OSHA Orders Fleets to Pay Fired Drivers After Whistleblower-Protection Violations
This story appears in the Jan. 13 print edition of Transport Topics.
Two trucking fleets received orders from the Labor Department’s Occupational Safety and Health Administration to compensate workers who were fired after they said they were unable to drive because of illness.
OSHA described the carriers — Prime Inc. and Oak Harbor Freight Lines — as violating “whistleblower” protections in the Surface Transportation Assistance Act. Both companies denied wrongdoing and said they will appeal the rulings from OSHA administrative law judges.
The order against Prime, No. 21 on the Transport Topics Top 100 list of for-hire carriers, calls for the company to pay a former employee nearly $101,000 in back wages and damages and take other corrective action, based on a situation that started in 2008.
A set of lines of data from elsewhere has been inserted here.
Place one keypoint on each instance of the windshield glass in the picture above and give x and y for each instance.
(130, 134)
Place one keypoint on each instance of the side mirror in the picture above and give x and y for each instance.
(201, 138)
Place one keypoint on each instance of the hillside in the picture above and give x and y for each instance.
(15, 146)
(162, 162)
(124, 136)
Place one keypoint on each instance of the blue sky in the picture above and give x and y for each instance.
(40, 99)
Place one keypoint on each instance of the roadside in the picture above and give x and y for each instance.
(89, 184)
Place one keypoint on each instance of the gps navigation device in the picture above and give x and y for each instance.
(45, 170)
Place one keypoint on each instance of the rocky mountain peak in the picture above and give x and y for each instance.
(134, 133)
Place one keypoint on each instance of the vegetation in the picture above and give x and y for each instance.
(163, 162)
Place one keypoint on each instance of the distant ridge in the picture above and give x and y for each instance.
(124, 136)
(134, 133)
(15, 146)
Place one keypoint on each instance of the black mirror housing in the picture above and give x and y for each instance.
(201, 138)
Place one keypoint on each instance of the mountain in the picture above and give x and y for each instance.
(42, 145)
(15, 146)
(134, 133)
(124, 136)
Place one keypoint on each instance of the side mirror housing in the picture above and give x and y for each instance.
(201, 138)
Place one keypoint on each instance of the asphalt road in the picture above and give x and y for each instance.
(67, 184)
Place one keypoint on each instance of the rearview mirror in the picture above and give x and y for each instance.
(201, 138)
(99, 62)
“Prime’s policy is to not comment on pending litigation. Prime is appealing this investigative finding, and litigation will begin shortly,” company spokesman Clayton Brown said. “The next step is to have a trial on the merits.”
Oak Harbor, a regional less-than-truckload carrier based in Auburn, Wash., was ordered to pay unspecified lost wages, remove any occurrence from the driver’s personnel file and post notices so drivers can read about their rights under the STAA, the agency said in a Jan. 2 statement. The case dates to 2010.
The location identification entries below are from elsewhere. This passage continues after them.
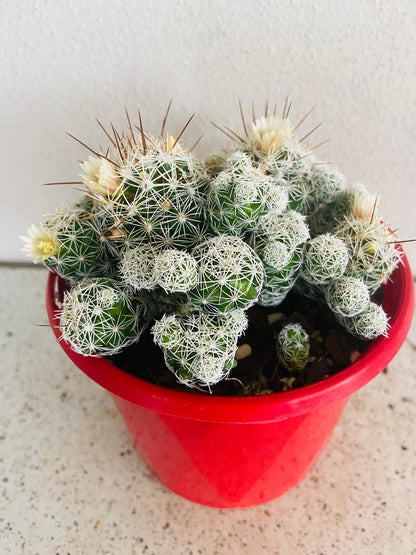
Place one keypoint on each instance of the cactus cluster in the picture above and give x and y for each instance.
(162, 240)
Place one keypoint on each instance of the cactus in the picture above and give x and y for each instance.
(230, 275)
(325, 259)
(137, 267)
(194, 245)
(373, 256)
(176, 271)
(292, 347)
(200, 348)
(347, 296)
(160, 198)
(369, 324)
(69, 243)
(355, 203)
(100, 317)
(279, 245)
(240, 195)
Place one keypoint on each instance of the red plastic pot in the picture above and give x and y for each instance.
(232, 451)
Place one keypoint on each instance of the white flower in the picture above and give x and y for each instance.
(41, 243)
(100, 176)
(272, 133)
(364, 205)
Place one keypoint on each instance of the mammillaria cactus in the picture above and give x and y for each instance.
(200, 348)
(347, 296)
(101, 317)
(325, 259)
(161, 238)
(241, 195)
(370, 323)
(69, 242)
(230, 275)
(293, 347)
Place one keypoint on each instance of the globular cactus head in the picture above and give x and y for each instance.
(327, 182)
(369, 324)
(137, 267)
(241, 195)
(356, 203)
(292, 347)
(199, 348)
(176, 271)
(347, 296)
(290, 228)
(230, 275)
(160, 197)
(325, 259)
(99, 317)
(373, 254)
(68, 241)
Oak Harbor spokesman Mike Hobby said the company has “a long record of compliance with the DOT and OSHA laws and a safety record that illustrates we hold the safety of our people and the motoring public as a first priority.”
He said the agency was not forthcoming in presenting its charges against the company.
“Oak Harbor had to file suit against OSHA to get OSHA to issue their preliminary findings so that Oak Harbor could defend its actions. . . . Oak Harbor believes the process is now moving forward and when all the facts are considered, the findings will be that Oak Harbor did not violate the law,” Hobby said.
OSHA enforces whistleblower protection for U.S. workers under 17 statutes, including STAA, which includes commercial motor vehicles, according to the agency’s website.
During fiscal 2007, OSHA received 1,966 whistleblower cases under all 17 laws and 297 were STAA cases. By fiscal 2013, which ended Sept. 30, the agency received 2,920 new cases to consider and 360 were brought under STAA.
“There aren’t a large number of these cases relative to other claims,” said attorney Andrew Fay of the Boston office of law firm LeClairRyan, “but the general trend is that they’re up. There’s been a definite increase.”
Fay said whistleblower cases are seldom ruinous because punitive damages are capped at $250,000.
“But carriers are typically not insured for this, so that means they have to pay the whole judgment out of their back pockets,” he said.
He urged carriers to take all claims seriously and to investigate allegations thoroughly. There have been instances, Fay said, where employees have invented whistleblower complaints after being fired so as to gain compensation.
There were 3,272 whistleblower cases closed during fiscal 2013. Of that number, 48.7% were dismissed and 20.4% were withdrawn. The remaining were settled or sent to court.
Should a driver say he or she is unable to operate a truck, managers should not force a person to drive, Fay said.
“If you do so, you’re asking for trouble. Maybe put them on the dock that day, but have a policy in place and make it clear to employees,” he said.